Mod:Hunt Research Group/new gf script

A new gf script

This is a python script which does two jobs:

Edits .com files so that
1. .chk filename matches the .com file
2. the ncps requested is correct
3. the memory requested for gaussian is correct.
Submits the job(s) (you can use wildcards in the command) using the standard runscripts ([link]) stored in a folder in your home directory.

Note: the first 3 lines of the .com file need to exist for the editing process to work. ie. You have 3 lines (with anything or nothing on, doesn't matter) BEFORE your method line. If your method line is in the first 3 lines it will get overwritten and the script won't work.

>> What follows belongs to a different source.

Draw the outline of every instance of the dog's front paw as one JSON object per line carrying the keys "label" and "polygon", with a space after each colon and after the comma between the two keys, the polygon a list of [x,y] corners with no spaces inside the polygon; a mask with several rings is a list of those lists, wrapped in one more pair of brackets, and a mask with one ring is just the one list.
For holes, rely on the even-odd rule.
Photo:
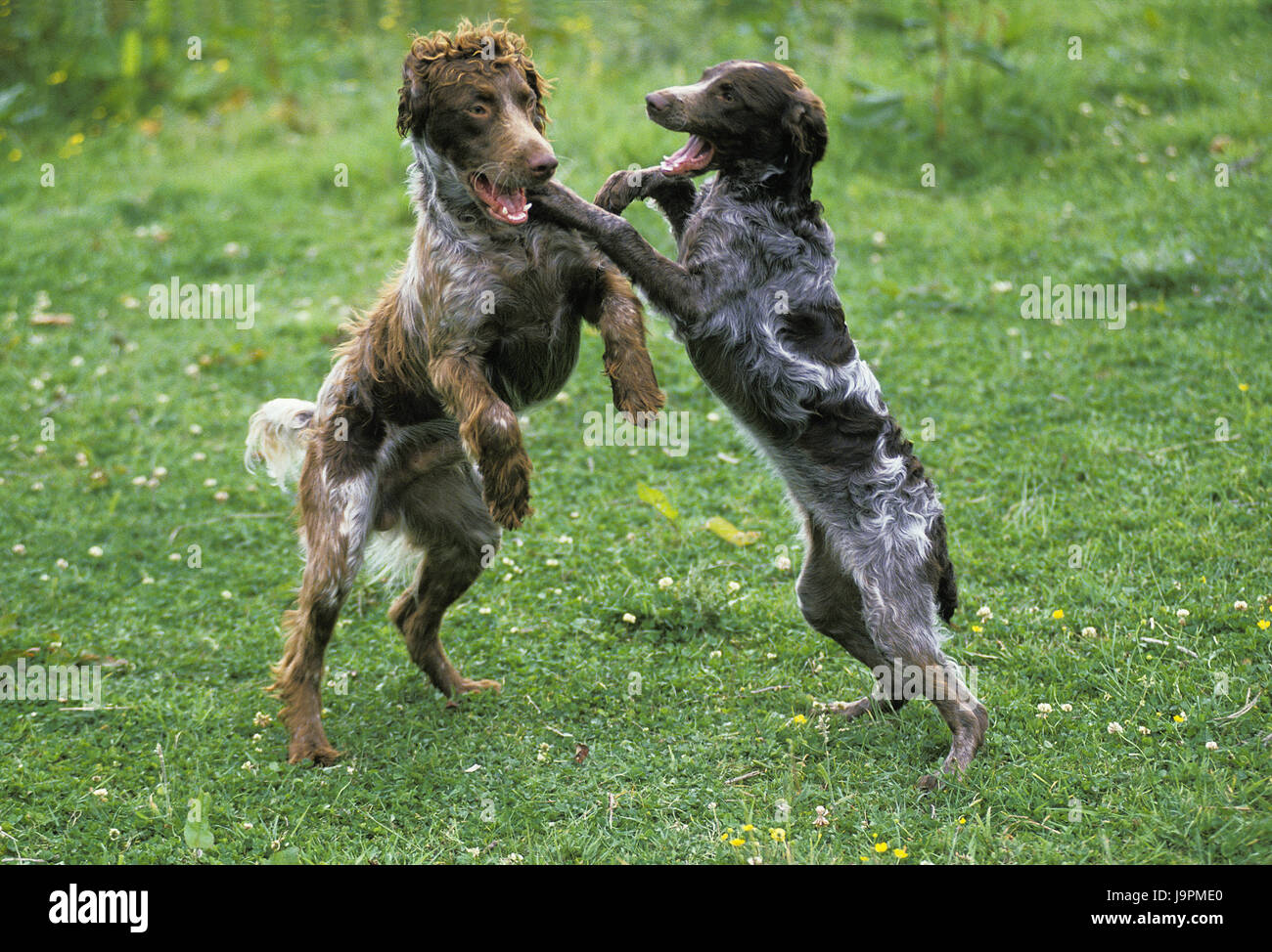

How to set up for Gaussian16

Go to /home/username/bin and type vi gf.py. Press i and then copy and paste the following code in:

(instructions continue below the code - ignore the instructions in the code for now, they are just to help out if you are not looking at this page).


import os
import glob
import sys

############
#HOW TO RUN#
############

# 0. Save this script in /rds/general/user/username/home as gf.py 

# 1. Enter your username here:

username = "ab1234"

# 2. Save the runscripts from https://wiki.ch.ic.ac.uk/wiki/index.php?title=Mod:Hunt_Research_Group/new_gf_script in a directory called /rds/general/user/username/home/bin/runscripts 

# 3. Go to the directory where your .com files are and type in: 
# python /rds/general/user/username/home/bin/gf.py version queuname nprocs inputfiles

# For example:
# python /rds/general/user/username/home/bin/gf.py c01 pqph 20 "01.com"     will submit job 01.com on 20 processors to the pqph queue to run on gaussian16 version c01.
# python /rds/general/user/username/home/bin/gf.py c01 pqph 40 "*.com"      will submit all the .com files in the directory to run on 40 processors to the pqph queue to run on gaussian16 version c01. 

#####################
#Setting the options#
#####################

#First variable sets which version of gaussian to use - use a01 usually.

version = sys.argv[1]
print("version = " + version)

#Second variable sets the queue - pqph

queue = sys.argv[2]
print("queue = " + queue)

#Third variable sets the number of processors:
#20, or 40

nprocs = sys.argv[3]
print("nprocs = " + nprocs)

#Last variable is the input files. You can use wildcards but you need to add "quotes" around the input 

job_input = sys.argv[4]
print("job_input= " + job_input)
jobs = []
for job in glob.glob(job_input):
    jobs.append(job)

print("list of jobs: ")
print(jobs)

#######################
#Finding the runscript#
#######################

runscript = "/rds/general/user/" + username + "/home/bin/runscripts/" + version + "_" + queue + "_" + nprocs
print("   ")
print("runscript = " + runscript)

########################
#Editing the input file#
########################

#Getting the correct nprocs and mem lines for the .com files:

gauss_nprocs_line = "undefined"
gauss_mem_line = "undefined"

if nprocs == "20":
    gauss_nprocs_line = "%nprocs=20\n"
    gauss_mem_line = "%mem=58000MB\n"
elif nprocs == "40":
    gauss_nprocs_line = "%nprocs=40\n"
    gauss_mem_line = "%mem=120000MB\n"
else:
    print("Error: nprocs (argument 3) may only be 20, or 40.")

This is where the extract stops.